Gov 490 Movie Review
Poverty and unemployment. These words bring to mind unpleasant and bleak pictures. Anxious and hungry faces and dirty and ratty clothes are some of the images we associate with these words. In movies today, the effects of poverty and unemployment are represented in graphic relief to shock and impress upon viewers the terrible consequences of being jobless and homeless. In Modern Times, Charlie Chaplin performance as an unfortunate factory worker gives an entirely different, positive outlook on what it is like to be in need.
Chaplin’s character starts the film as an assembly line worker in a factory. As the film progresses, you see how his repetitive job is beginning to affect him physically and mentally. During his breaks, he walks rigidly and his arms continue to move as if he were still working on the assembly line. Eventually he has a mental breakdown that results in the loss of his job.
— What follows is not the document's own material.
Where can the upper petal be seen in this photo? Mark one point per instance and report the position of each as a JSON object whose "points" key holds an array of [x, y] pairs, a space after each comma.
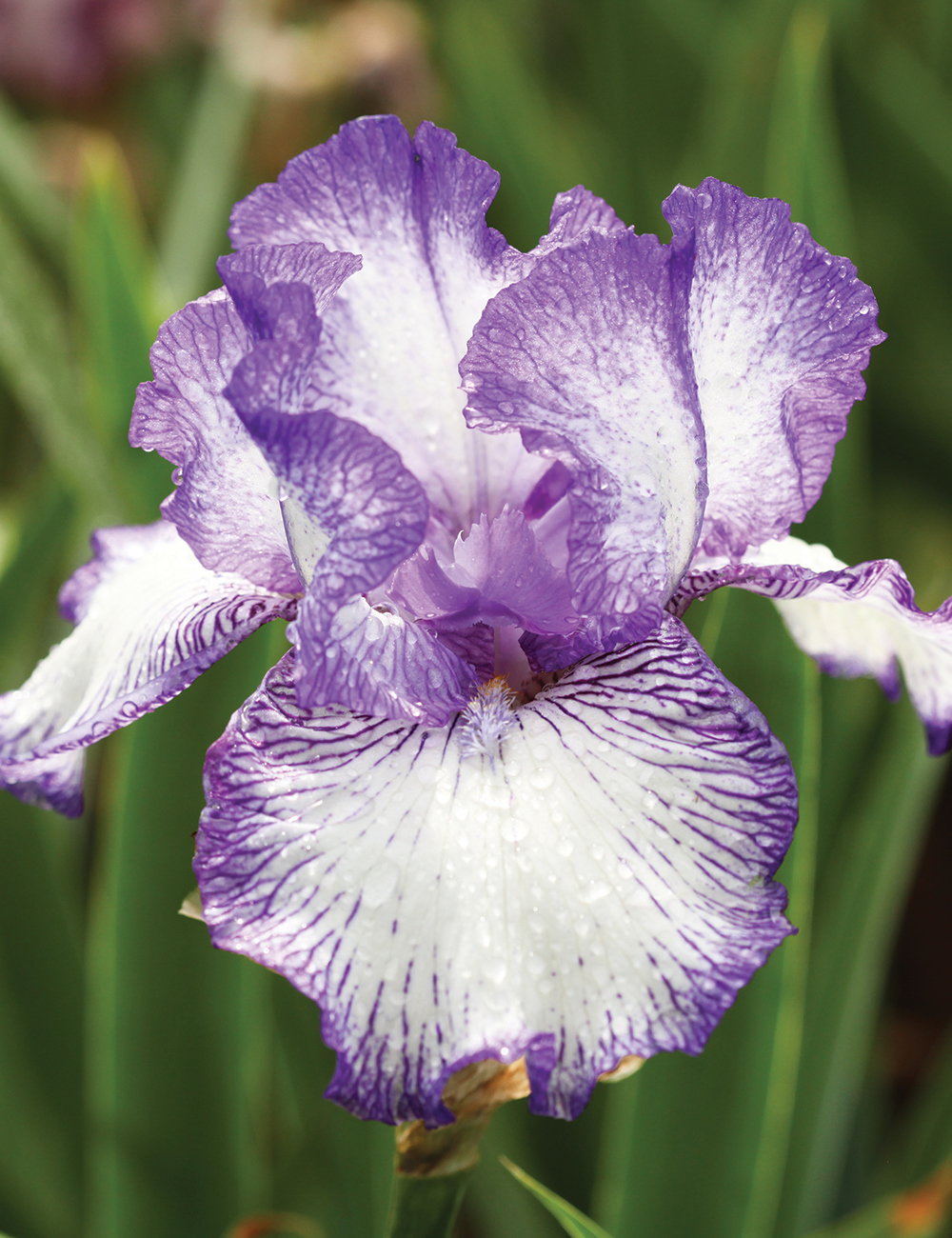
{"points": [[226, 503], [853, 620], [501, 574], [587, 357], [600, 886], [149, 620], [415, 210], [373, 661], [780, 332]]}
From there he has several run-ins with the law, meets a young woman who is also unemployed and unsuccessfully occupies a few jobs. The writers of Modern Times use slapstick comedy to portray these unfortunate events, not grimly, as is expected, but as humorous and light. The attitudes and actions of Chaplin and the young woman are not desperate, but hopeful.
The visual presentation of the woman exhibits a subtle optimistic attitude towards hardships. Though she is dirty and her clothes are torn, she is beautiful, youthful and healthy. This coupled with Chaplin’s constant buoyant and cheerful disposition, despite their deprived situations, makes clear the filmmakers intent to look at unemployment and poverty not as hopeless and desolate, but as an opportunity that should be approached with a can-do and upbeat attitude.